I guess it's the case for all families sooner or later so I probably am BU!

OP posts:
StCharlotte · 16/09/2020 21:53

I felt very sad thinking about those poor babies. Deaths in childhood were so common then only just over 100 years ago

We are fortunate to have full family trees for both my parents and DH's dad's side where it seemed three out of four family members died without children. As will we. I know our story. I wonder what theirs were...

GoatWardrobe · 16/09/2020 21:54

If you want to fact check some of what you know, there is so much online and your local archive can be really helpful.

Yes, though it can be interesting or uncomfortable to recognise how tweaked or manufactured people's memories can be when recounted, or what things people don't know or don't want to know. By my mother's account, her father (who died when she was in her late teens -- she's now in her mid-70s) was a 'lovely man' - lots of officially 'lovely' memories, how 'unfortunate' he was, and how 'lovely' his marriage to my grandmother was.

A small amount of research shows a much more complex picture -- he was peripherally involved in a sectarian murder during the war of independence, appears to have married my grandmother because she was pregnant with a baby who was later stillborn, lost the family farm through mismanagement, and spent various periods in a mental hospital having electro-shock therapy. (Which does explain why my mother is so reluctant to admit that her brother and half-brother have significant lifelong MH issues...)

I do know someone who discovered only after the death of the woman she believed to be her mother that in fact it was her grandmother who had died, and her mother was in fact her 'elder sister' who had got pregnant aged fifteen She discovered it by finding a cache of birth certs etc when clearing her 'mother's' house.

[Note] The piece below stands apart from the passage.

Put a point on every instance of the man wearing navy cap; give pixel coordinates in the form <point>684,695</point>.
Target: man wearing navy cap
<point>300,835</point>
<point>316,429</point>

So I tend to be very suspicious of memoirs which are all picnics and Blitz spirit.

ProfYaffle · 17/09/2020 10:55

If you put your information on ancestry and make your tree public, other researchers can benefit from it too.

I found a copy of a family history written by someone in America in the 70s. It details the information she was told by her elderly relatives about their family's roots in England and how they came to emigrate in the early 19th century.

They're a different branch of my family and we share common ancestors. I now have photos of my 5x Great Uncle's log cabin pioneer house in Wisconsin and a written account of what happened to them all when they left Cheshire.

Once you release the information into the wild, there's no knowing who will find it useful. I've told my dc that even if they're not interested in family history, my grandchildren might be and they've got to hold onto all my research once I'm gone - on pain of a good haunting!

Cam2020 · 17/09/2020 11:00

Definitely write it down! Your children might not be interested now but they probably will someday.